Par un mémoire en défense enregistré le 3 juin 2026, le préfet des Hautes-Alpes conclut au rejet de la requête.
Il fait valoir que les moyens soulevés par M. B… ne sont pas fondés.
Vu les autres pièces du dossier.
Vu :
- la Charte des droits fondamentaux de l’Union européenne ;
- le règlement (UE) n° 604/2013 ;
- la directive 2013/32/UE ;
- le code de l’entrée et du séjour des étrangers et du droit d’asile ;
- le code de justice administrative.
La présidente du tribunal a désigné Mme Duroux, première conseillère, pour exercer les pouvoirs qui lui sont attribués par les dispositions du code de l’entrée et du séjour des étrangers et du droit d’asile.
Les parties ont été régulièrement averties du jour de l’audience.

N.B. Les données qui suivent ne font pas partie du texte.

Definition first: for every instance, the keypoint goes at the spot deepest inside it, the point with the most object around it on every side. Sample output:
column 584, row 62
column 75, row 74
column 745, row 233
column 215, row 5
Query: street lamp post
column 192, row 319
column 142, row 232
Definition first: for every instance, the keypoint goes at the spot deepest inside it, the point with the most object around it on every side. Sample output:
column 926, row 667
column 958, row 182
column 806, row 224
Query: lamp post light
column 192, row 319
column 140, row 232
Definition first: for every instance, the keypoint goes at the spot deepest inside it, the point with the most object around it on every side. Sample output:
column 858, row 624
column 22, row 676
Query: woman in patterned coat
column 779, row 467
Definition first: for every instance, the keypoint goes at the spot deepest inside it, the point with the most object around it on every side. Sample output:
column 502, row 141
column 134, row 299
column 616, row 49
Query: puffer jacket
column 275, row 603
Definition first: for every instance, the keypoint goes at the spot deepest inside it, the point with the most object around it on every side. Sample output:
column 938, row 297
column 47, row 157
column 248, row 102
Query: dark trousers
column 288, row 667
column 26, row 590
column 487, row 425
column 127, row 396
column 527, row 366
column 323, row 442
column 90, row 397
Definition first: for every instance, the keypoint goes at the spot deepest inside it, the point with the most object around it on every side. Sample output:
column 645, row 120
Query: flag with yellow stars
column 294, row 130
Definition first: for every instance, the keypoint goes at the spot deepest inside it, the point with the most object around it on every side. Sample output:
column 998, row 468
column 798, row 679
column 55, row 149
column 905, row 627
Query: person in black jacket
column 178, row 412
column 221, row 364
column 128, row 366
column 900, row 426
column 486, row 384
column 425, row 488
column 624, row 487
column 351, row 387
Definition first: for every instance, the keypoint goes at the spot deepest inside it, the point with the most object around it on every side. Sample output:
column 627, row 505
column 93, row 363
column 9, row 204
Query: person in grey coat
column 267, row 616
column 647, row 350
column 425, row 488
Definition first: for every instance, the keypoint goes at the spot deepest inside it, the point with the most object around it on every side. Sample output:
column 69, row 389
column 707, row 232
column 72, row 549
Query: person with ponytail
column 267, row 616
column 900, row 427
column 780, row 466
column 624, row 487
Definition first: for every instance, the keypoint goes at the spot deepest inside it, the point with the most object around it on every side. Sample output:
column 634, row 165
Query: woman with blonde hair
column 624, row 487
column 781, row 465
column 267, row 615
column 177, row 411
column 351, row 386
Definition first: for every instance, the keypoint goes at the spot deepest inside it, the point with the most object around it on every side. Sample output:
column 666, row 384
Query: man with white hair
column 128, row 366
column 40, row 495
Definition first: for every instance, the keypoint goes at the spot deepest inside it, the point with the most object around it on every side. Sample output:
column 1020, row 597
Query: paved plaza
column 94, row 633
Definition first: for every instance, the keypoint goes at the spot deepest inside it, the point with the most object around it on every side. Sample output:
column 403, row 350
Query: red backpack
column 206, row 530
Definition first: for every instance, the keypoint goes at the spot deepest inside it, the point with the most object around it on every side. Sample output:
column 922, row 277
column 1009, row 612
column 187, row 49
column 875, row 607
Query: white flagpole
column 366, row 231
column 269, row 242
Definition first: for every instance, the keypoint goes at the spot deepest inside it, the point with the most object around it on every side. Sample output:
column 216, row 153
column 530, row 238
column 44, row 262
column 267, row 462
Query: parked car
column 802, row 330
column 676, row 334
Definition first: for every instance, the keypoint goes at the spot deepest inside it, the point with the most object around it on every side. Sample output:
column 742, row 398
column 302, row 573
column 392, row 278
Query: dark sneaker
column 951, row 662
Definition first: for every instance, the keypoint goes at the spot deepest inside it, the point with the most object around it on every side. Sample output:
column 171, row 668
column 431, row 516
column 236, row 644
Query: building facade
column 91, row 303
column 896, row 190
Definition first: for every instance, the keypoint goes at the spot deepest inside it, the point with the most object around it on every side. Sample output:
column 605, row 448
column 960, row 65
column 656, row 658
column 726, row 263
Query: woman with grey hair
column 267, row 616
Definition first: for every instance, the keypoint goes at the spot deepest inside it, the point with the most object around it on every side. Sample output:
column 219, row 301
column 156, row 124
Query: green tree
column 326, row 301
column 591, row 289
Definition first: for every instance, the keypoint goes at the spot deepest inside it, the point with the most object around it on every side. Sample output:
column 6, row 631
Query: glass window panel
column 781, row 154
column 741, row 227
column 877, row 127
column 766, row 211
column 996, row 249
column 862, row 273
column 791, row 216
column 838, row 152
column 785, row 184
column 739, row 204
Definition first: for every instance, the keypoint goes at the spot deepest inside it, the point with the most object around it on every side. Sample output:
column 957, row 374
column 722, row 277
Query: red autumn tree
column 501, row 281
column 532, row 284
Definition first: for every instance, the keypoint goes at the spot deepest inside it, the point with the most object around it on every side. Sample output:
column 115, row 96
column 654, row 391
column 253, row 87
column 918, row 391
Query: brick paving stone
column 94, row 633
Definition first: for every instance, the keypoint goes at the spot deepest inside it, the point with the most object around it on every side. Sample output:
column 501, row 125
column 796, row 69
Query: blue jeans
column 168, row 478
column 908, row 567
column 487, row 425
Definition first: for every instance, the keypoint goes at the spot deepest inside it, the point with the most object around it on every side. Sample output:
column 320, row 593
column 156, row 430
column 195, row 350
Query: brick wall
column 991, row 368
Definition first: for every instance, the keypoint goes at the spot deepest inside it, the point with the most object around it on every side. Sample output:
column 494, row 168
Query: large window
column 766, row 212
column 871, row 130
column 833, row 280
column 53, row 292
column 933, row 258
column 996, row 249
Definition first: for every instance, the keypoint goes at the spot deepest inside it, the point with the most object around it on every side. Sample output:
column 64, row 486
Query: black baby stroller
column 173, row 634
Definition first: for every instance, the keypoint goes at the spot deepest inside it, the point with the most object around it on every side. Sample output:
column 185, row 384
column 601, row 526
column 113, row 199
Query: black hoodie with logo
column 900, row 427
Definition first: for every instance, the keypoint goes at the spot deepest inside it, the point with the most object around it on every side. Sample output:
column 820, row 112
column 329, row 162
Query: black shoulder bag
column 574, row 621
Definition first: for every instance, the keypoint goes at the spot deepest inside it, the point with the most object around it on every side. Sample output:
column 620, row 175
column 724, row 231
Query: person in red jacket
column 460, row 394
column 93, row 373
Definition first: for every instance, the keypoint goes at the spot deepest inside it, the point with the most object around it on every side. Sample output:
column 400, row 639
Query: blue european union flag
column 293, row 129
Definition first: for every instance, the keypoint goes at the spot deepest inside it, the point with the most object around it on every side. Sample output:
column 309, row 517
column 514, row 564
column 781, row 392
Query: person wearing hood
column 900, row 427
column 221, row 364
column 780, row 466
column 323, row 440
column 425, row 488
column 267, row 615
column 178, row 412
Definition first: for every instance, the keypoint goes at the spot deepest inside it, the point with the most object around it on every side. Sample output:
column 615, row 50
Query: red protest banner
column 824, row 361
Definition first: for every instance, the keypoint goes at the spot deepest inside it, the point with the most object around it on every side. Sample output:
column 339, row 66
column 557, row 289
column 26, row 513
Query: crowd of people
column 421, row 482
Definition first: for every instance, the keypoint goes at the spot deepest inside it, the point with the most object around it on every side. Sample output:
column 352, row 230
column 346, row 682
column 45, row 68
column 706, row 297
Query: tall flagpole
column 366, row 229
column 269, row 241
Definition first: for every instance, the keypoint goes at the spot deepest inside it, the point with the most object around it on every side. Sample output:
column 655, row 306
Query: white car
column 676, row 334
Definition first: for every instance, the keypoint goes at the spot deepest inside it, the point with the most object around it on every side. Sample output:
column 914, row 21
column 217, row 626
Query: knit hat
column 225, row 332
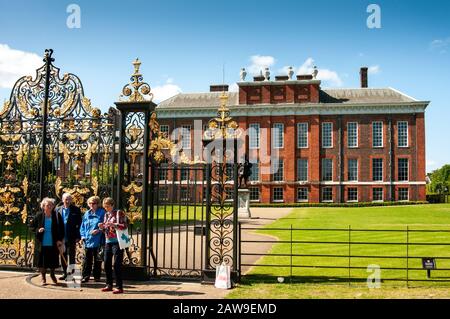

Ont été entendus au cours de l’audience publique :
- le rapport de Mme Duroux, magistrate désignée ;
les observations de Me Audoli, représentant M. B…, assisté de Mme D…, interprète en langue farci.
La clôture de l’instruction a été prononcée à l’issue de l’audience publique.
Considérant ce qui suit :
Par la présente requête, M. A… B…, ressortissant afghan né le 1er mai 2002, demande au tribunal d’annuler l’arrêté du préfet des Hautes-Alpes du 29 mai 2026 portant mise en œuvre d’une décision d’éloignement exécutoire prise par un autre Etat membre.
Sur la communication par le préfet des Hautes-Alpes de l’entier dossier de M. B… :
Aux termes de l’article L. 922-2 du code de l’entrée et du séjour des étrangers et du droit d’asile : « (…)/ L’étranger peut demander au président du tribunal administratif ou au magistrat désigné à cette fin le concours d’un interprète et la communication du dossier contenant les pièces sur la base desquelles la décision contestée a été prise. /(…) ».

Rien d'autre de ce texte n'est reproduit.